What happened
The OECD published this evidence synthesis on 5 June 2026, drawing on its longitudinal surveys of employers and workers across manufacturing and finance sectors. The headline finding is that workforce skills — not technology access — are the primary constraint on AI adoption: "Around 40% of employers in manufacturing and finance cite skills as the main barrier to adoption, and over half of SMEs not using generative AI." Crucially, the report challenges the assumption that AI will require mass reskilling into technical roles: fewer than 1% of workers are expected to need advanced AI programming or ML skills, while most will need digital literacy, data interpretation, and higher-order cognitive skills. AI is simultaneously increasing demand for highly educated workers, with more than half of AI-adopting employers in manufacturing and finance reporting that AI raised their need for highly educated staff.

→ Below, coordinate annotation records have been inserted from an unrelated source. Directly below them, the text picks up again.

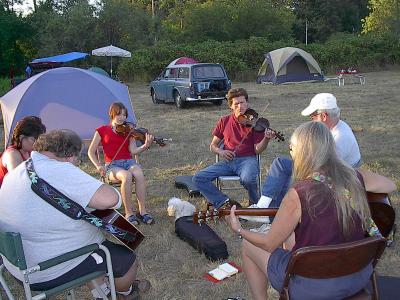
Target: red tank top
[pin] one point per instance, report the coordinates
(111, 143)
(3, 169)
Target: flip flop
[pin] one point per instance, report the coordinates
(146, 218)
(142, 285)
(133, 220)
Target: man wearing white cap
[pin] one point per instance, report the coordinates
(323, 108)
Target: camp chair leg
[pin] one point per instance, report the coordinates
(340, 81)
(99, 290)
(4, 284)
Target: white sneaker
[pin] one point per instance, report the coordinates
(257, 219)
(264, 202)
(262, 228)
(253, 206)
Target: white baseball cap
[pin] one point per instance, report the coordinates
(320, 101)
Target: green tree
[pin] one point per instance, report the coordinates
(327, 17)
(14, 42)
(124, 24)
(224, 20)
(384, 17)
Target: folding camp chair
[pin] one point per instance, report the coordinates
(11, 248)
(323, 262)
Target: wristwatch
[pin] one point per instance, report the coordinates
(239, 231)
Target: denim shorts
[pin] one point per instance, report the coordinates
(314, 289)
(120, 163)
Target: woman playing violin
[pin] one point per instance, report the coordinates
(119, 149)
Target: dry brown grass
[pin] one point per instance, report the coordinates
(173, 267)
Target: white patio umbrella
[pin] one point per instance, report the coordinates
(111, 51)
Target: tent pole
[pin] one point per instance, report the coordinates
(111, 67)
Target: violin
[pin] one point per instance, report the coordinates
(250, 118)
(138, 133)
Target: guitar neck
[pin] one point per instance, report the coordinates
(270, 212)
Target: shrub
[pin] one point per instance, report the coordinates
(244, 57)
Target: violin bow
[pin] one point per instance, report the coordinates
(247, 134)
(120, 147)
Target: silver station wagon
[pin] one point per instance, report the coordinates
(191, 83)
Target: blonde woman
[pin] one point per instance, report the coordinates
(326, 205)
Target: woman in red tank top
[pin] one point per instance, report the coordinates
(323, 185)
(119, 151)
(25, 133)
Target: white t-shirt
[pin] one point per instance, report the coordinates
(346, 143)
(45, 231)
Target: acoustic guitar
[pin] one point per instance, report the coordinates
(382, 213)
(128, 235)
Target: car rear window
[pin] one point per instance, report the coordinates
(208, 72)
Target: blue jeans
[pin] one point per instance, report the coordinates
(277, 182)
(245, 167)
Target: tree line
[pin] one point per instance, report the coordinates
(53, 27)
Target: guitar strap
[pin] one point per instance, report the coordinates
(69, 207)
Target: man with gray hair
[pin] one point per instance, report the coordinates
(322, 108)
(50, 232)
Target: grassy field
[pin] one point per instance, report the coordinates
(173, 267)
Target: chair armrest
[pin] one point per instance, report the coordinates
(67, 256)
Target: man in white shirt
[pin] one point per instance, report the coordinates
(323, 108)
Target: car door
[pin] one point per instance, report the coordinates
(159, 84)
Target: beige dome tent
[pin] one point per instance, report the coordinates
(289, 65)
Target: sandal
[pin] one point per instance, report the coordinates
(141, 286)
(146, 218)
(133, 220)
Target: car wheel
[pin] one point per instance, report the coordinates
(154, 97)
(217, 102)
(179, 102)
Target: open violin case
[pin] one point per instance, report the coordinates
(202, 238)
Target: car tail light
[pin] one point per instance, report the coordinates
(191, 87)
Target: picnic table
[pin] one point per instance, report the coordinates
(349, 72)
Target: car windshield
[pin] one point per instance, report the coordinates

The document includes policy recommendations to scale AI-relevant skills training, strengthen social dialogue, and ensure algorithmic management systems preserve worker transparency, privacy, and fairness.
Why it matters
This OECD evidence brief reframes the AI talent debate for CHROs and workforce policy leads: the bottleneck is not a shortage of AI engineers but a scarcity of workers with data literacy and analytical reasoning, pointing to a fundamentally different — and more tractable — upskilling target.
Action needed
Use the OECD's skills taxonomy (data literacy, analytical reasoning, AI-assisted decision-making) to audit your organisation's AI workforce development programme and prioritise breadth of AI literacy over narrowly technical AI hiring.